The Growth of Crude by Rail (CBR) 
DOT-111 tank cars carry crude oil.
Photo by Harvey Henkelmann
The railroads have stepped in, allocating tank cars (typically of the DOT-111 specification).  This type of tank car is plentiful in North America, as it constitutes 69% of the US tank car fleet and 80% of the Canadian tank cars. The avail-ability of these cars positioned the railroads to step in where the pipelines remained underdevelop-ment and wrapped in controversy.

Compared to fixed pipelines, CBR presents many inherent advantages:

  • More nimble in meeting immediate demands, compared to the development time for a pipeline, which includes design, permitting, financing, constructing, testing, and commissioning, which can take well over a decade.
  • Whereas a pipeline is a fixed asset between a fixed Point A and a fixed Point B, the railroads can respond to shifting locations of Points A and B.

Nevertheless, this option is not without risk.  This is most vividly illustrated by the horrific runaway-train accident in Lac-Mégantic, Quebec, which resulted in a fire-ball that killed 47 and destroyed 30 buildings in the town.  While the causes of this accident are many (and worthy of a separate blog post), it is the death and destruction that point to the volatility of the cargo and the risks inherent in CBR.

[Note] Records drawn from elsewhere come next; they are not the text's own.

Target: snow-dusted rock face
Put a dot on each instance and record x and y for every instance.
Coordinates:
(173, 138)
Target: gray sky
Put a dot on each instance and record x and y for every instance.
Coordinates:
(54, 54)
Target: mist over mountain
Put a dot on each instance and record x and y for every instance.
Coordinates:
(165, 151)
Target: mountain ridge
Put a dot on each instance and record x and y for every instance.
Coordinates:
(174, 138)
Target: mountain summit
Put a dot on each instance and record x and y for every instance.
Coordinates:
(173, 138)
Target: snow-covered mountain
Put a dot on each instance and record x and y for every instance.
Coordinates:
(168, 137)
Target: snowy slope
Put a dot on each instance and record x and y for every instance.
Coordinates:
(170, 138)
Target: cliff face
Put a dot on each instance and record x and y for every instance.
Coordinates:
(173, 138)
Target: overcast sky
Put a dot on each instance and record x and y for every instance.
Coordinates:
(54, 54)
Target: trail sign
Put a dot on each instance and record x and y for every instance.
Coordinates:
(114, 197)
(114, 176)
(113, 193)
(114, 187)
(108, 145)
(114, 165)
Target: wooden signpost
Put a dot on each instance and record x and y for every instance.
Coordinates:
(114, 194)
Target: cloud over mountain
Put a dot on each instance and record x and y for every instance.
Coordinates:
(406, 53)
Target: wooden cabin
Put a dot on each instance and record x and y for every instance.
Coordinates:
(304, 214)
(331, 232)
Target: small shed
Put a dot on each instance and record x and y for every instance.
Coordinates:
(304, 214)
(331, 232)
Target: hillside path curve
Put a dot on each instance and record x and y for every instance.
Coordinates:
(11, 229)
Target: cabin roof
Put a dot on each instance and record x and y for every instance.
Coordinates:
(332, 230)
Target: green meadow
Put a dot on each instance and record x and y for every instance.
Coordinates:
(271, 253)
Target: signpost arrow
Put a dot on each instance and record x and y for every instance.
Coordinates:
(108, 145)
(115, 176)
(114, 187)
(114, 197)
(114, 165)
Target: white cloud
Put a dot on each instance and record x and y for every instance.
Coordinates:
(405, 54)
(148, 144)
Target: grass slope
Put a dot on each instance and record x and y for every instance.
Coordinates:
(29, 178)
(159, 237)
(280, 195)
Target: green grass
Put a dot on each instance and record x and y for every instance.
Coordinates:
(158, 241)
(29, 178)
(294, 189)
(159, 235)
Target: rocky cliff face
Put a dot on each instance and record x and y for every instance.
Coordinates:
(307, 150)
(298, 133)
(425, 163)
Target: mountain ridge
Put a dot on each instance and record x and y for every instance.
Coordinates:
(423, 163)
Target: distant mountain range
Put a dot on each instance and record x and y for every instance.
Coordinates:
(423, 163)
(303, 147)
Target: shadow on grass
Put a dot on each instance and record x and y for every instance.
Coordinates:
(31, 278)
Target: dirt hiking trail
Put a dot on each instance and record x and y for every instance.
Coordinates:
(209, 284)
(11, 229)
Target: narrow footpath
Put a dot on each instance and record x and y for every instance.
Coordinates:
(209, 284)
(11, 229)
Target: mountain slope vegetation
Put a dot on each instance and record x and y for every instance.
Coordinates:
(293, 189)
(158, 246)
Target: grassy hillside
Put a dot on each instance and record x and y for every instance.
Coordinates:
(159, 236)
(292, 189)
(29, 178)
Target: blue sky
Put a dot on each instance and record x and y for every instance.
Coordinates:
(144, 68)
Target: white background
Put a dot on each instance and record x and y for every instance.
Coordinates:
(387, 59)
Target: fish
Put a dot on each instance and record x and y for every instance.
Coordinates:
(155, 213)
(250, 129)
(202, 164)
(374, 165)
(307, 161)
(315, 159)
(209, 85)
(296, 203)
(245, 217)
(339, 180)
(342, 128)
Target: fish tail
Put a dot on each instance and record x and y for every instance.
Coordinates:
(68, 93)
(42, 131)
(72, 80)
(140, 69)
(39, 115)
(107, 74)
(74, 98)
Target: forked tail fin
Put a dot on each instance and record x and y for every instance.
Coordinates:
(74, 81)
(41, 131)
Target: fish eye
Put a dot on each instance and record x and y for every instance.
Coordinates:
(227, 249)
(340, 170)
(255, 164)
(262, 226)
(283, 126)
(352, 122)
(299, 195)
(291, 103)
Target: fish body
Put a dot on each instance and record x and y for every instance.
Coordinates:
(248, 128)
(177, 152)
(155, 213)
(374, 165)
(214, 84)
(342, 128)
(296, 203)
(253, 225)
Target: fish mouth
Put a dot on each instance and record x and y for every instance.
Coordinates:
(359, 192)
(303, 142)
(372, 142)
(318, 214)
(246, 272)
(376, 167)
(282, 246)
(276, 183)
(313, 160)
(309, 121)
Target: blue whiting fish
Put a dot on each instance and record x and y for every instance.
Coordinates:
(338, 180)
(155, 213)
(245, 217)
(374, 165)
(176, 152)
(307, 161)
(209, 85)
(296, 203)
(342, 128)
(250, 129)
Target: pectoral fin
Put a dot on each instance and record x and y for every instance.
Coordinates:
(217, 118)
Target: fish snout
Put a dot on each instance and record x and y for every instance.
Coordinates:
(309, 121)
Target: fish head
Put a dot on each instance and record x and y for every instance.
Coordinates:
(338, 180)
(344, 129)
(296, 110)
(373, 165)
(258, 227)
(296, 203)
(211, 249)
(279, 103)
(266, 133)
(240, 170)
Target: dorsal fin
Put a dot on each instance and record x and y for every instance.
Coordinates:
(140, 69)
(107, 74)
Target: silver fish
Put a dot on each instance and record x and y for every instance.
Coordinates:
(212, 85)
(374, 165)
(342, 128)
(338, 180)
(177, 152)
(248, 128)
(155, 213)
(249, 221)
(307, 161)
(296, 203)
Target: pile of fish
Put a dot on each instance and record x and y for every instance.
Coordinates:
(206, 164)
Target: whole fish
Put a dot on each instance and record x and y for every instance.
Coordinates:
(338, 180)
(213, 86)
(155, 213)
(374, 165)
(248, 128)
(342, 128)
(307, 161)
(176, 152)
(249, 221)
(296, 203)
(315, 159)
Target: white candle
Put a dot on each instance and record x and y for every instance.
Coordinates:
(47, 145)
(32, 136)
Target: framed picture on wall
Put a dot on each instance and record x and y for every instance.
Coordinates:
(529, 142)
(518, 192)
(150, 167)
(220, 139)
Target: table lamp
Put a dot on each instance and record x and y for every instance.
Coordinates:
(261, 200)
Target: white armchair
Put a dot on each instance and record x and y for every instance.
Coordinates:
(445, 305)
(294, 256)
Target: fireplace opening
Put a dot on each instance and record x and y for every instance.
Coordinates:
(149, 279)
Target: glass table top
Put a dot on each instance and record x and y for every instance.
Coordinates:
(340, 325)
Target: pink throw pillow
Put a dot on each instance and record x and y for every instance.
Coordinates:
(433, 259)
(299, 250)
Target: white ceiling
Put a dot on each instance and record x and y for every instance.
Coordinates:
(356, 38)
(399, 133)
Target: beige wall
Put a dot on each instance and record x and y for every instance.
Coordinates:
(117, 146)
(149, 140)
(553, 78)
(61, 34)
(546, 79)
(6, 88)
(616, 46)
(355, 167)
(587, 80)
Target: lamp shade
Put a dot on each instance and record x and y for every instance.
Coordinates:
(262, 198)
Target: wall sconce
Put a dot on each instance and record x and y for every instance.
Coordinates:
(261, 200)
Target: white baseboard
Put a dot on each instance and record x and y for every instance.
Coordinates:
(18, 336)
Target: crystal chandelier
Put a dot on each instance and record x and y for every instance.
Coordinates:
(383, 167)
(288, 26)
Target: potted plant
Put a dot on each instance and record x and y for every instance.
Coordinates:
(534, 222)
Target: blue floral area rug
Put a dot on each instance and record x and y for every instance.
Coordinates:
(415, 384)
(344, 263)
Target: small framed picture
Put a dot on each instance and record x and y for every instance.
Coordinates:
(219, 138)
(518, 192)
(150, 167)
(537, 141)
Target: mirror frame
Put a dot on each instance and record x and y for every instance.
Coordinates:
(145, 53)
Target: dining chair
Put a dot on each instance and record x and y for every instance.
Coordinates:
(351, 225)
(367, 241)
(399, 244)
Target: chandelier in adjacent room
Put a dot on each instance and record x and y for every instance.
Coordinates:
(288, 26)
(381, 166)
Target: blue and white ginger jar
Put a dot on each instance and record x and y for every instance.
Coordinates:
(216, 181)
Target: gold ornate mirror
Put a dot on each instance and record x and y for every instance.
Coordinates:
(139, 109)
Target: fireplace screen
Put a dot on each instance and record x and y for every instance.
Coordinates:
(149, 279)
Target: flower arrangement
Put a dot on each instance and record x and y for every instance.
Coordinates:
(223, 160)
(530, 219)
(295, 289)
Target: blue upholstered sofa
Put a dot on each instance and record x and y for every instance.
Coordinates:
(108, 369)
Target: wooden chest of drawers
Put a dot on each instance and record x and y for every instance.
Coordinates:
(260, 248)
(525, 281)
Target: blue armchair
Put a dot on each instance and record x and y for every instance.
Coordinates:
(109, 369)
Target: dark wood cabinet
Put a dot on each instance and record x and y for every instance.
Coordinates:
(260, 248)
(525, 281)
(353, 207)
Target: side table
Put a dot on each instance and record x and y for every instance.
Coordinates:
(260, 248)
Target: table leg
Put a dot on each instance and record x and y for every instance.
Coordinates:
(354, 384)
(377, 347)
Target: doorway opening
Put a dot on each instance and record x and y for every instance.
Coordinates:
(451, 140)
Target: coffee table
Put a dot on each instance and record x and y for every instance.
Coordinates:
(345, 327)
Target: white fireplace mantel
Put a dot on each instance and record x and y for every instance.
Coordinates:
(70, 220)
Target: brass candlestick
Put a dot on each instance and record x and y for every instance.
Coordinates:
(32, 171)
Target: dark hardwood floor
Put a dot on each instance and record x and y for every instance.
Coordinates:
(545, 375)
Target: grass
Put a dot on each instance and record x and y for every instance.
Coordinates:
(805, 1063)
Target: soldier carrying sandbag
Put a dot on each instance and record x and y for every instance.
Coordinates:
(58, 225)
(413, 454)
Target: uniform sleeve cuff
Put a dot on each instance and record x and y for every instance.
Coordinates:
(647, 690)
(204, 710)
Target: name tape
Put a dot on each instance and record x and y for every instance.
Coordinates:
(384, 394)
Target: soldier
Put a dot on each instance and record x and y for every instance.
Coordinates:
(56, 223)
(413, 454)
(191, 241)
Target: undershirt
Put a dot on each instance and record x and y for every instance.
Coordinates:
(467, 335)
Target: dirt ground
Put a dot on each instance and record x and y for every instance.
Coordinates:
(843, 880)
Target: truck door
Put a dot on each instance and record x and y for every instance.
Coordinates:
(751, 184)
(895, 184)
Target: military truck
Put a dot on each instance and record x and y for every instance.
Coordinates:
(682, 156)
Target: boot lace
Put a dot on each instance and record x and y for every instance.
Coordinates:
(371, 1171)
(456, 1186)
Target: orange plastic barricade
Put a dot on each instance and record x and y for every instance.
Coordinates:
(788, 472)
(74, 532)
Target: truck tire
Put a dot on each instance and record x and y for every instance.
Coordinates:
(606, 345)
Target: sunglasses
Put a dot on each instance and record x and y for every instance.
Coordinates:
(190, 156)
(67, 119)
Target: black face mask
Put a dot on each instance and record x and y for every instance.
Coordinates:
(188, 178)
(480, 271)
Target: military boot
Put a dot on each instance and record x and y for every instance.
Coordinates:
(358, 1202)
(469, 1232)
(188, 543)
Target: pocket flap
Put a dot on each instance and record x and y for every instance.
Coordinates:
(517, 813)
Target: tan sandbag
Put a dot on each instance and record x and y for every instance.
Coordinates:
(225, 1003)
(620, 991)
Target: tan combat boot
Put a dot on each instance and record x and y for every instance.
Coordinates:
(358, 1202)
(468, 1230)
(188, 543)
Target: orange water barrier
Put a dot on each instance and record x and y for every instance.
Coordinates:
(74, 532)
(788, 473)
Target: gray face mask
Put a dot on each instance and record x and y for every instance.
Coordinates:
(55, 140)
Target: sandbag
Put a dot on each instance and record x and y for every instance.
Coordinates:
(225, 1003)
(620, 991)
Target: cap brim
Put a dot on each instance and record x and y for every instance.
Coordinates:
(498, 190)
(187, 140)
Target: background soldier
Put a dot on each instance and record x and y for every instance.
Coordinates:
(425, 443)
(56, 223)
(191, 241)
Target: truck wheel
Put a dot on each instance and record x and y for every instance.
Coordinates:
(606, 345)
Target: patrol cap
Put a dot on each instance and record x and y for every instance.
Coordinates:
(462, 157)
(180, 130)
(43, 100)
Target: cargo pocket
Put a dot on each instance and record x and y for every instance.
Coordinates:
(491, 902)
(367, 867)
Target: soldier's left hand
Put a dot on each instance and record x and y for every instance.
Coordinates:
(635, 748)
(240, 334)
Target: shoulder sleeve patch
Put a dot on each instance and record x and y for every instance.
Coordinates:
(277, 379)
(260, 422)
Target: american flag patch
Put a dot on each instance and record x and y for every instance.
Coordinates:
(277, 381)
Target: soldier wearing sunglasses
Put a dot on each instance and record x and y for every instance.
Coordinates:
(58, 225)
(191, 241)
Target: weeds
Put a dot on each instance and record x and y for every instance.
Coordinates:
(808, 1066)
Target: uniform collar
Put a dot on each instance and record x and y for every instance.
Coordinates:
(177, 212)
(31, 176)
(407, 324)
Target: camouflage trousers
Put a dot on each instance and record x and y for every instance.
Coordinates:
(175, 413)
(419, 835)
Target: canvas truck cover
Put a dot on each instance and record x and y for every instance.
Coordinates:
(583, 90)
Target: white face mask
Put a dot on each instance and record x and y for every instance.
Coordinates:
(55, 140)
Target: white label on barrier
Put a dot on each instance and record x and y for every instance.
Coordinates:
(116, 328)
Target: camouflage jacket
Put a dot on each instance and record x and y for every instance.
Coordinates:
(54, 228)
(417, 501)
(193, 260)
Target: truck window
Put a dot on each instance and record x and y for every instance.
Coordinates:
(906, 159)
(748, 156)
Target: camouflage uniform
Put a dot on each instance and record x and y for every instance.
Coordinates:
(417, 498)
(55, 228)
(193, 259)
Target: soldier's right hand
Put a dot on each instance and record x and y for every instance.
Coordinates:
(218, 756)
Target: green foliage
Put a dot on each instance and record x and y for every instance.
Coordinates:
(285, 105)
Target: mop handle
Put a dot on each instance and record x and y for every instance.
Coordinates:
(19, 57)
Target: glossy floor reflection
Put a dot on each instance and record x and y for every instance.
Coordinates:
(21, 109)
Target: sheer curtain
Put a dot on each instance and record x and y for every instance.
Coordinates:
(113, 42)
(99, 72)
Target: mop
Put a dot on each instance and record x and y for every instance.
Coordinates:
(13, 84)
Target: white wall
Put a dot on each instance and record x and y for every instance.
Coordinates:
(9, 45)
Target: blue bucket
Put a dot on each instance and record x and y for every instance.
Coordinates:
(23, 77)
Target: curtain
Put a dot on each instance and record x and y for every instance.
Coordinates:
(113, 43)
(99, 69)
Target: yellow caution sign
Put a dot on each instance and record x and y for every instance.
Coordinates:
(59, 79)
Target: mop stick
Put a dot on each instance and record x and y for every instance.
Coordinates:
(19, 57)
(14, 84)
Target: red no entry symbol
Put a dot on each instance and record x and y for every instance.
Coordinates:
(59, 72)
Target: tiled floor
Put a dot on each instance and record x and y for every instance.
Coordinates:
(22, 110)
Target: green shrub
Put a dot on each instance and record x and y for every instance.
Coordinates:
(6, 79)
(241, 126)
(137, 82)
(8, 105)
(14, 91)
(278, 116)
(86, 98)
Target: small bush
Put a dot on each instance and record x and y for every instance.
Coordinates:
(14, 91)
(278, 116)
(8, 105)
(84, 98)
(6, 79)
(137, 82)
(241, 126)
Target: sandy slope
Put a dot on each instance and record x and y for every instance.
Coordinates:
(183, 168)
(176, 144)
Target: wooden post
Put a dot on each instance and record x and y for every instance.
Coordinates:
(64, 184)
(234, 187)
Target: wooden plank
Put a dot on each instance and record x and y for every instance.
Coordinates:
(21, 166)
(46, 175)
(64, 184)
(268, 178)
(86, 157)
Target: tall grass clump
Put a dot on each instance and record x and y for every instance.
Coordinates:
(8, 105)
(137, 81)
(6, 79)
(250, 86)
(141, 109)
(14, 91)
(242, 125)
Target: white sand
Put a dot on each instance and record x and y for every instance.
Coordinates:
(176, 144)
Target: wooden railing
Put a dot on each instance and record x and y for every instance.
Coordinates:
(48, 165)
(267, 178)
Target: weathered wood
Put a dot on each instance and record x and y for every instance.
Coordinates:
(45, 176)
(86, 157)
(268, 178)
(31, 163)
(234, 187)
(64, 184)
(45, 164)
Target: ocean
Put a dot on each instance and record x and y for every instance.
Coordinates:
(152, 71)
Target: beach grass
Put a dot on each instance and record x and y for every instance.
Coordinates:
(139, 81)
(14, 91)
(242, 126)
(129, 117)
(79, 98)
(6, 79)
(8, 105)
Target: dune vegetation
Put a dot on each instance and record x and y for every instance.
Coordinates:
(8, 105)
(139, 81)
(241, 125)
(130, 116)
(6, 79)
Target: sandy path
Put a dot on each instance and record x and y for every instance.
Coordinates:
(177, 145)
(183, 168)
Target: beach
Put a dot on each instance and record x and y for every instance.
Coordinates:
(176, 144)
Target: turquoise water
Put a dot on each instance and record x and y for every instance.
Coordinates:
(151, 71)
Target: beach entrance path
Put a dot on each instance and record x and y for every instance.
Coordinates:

Risk Comparison:  CBR and Pipelines
For CBR, the risks are both in leaks from railcars (without an accident) and in leaks and potential combustion resulting from an accident.  With pipelines, the principal risk is in leaks.

When it comes to leaks, it appears that CBR has a better track record, in terms of spills per ton-mile between 2002 and 2012:
  • railroads spilled 2.2 gallons of oil per million ton-miles 
  • pipelines spilled 6.3 gallons of oil per million ton-miles 

This is according to the Association of American Railroads, as reported in Railway Age, July 15, 2013.

Still, not all spills are equal.  To assess risk, one needs to consider how to define the risks and how well the risks can be mitigated.  

CBR travel on many rail routes and it is impossible to predict where the next spill will occur, be it at location where a spill is easily contained before damage to humans or the environment happens, or somewhere that the impacts are more significant.  With a fixed pipeline, the higher risk locations are more easily definable and additional accommodations can be made.  With railcars, in my opinion, you always have to consider a crash after a collision or derailment.

Double wall pipe
In both cases, a first line of risk mitigation is containment.  For a long time, fuel tanks and pipelines have been "doubled walled" or a pipe within a pipe.  So, if the pipe or inner tanks springs a leak, the outer pipe or tank can contain the spill.  Bot in both cases, there are other causes of spills that are more sudden and catastrophic.

Pipelines can be damaged by external forces, from a collision, accidental impact from construction equipment, earthquakes, or intentional damage from sabotage or terrorism.  Pipelines under pressure can experience pressure surges that potentially could open up a joint.  Various appurtenances (e.g., valves, branch connections, testing or sampling ports) are of differing construction and these items or the interface with the pipeline could be weak spot.  While pipeline designers know all these risks and consider them, sometimes something can go wrong that was not anticipated or is due to operating the line in an improper manner.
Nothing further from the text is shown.